Some details and what I have found out so far
I inherited a web application running on Wordpress and which uses a complex constellation of Doctrine, Memcached and W3 Total Cache for minification and caching. When under heavy load our application begins to slow down rapidly. So far we have narrowed part of the problem down to the server-side minification process. Preliminary analysis has shown that the number PHP processes start to stack up under load, and when reaching the process limit of 500 processes, start to slow everything down. Something which is also mentioned by the author of the minify library.
Solutions I have evaluated so far
Pre-minification
The most logical solution would be to pre-minify any of the files before going live. Unfortunately our workflow demands that non-developers should be able to edit said files on our production servers (i.e. after the web app has gone live). Therefore I think that pre-processing is out of the question, as it limits the editability of minified files.
Serving unminified files
75% of our users are accessing our web application with their mobile devices, especially smartphones. Unminified JS and CSS amounts to 432KB and is reduced by 60-80% in size when minified. Therefore serving unminified files, while solving the performance and editability problem, is for the sake of mobile users out of the question.

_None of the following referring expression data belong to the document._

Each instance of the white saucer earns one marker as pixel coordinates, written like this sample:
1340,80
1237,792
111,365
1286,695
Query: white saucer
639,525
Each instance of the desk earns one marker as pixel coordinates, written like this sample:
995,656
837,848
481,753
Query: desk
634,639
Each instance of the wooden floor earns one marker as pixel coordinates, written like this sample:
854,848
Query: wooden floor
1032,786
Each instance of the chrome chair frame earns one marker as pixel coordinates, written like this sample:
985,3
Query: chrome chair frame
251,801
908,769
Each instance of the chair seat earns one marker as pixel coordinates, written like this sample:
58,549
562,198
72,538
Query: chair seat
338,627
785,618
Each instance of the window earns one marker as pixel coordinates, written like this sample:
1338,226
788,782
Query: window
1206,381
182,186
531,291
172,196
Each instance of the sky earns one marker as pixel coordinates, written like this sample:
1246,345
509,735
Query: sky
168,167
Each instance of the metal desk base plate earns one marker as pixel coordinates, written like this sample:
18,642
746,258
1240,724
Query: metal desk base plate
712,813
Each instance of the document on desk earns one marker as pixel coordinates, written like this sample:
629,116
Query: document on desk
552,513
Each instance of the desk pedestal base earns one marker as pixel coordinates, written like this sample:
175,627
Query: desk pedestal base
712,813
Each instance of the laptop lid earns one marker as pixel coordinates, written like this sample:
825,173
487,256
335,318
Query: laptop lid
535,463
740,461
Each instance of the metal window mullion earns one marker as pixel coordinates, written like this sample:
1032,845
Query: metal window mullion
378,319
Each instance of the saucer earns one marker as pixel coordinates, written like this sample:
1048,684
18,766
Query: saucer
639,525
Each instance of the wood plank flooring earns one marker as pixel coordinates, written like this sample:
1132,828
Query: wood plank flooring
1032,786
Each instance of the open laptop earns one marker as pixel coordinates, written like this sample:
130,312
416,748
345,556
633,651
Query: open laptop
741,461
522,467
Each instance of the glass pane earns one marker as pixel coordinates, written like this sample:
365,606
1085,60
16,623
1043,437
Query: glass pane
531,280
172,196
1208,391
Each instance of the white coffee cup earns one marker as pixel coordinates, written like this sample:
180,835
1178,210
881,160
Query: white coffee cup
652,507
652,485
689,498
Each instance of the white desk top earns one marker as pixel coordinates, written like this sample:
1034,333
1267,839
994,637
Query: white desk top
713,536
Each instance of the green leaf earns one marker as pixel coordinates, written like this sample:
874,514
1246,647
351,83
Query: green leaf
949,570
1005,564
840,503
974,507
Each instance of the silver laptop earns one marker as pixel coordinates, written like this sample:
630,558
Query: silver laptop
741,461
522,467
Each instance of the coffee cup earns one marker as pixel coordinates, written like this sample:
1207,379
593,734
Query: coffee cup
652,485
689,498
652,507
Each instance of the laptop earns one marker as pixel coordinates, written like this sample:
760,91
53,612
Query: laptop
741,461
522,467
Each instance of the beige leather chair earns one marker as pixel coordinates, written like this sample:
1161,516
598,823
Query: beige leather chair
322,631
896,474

I understand that this is as much a technical problem as it is a workflow problem and I guess we are open to working on both as long as we end up with a better overall performance.
My questions
Is there a reasonable compromise which solves the PHP bottleneck
problem, allows for non-devs to make changes to live CSS/JS and
still serves reasonably sized files to clients.
If there is no such one-size-fits-all solution, what can I do to
better our workflow and / or server-side behaviour?
EDIT: Because there were some questions / comments regarding the server configuration, our servers run Debian and are equipped with 32GB of RAM and 24 core CPUs.
You can run a css/javascript compilation service like Gulp or Grunt via Node.js that minifies all your js and css assets on change.
This service can run in production but that is not recommended without some architectural setup ( having multiple versioned compiled files and auto-checking them via gulp or another extension ).
I emphasize that patching features into production and directly
editing it is strongly discouraged as it can present live issues to
your visitors reducing your credibility.
http://gulpjs.com/
Using Gulp/Grunt would require you to change how you write your css/javascript files.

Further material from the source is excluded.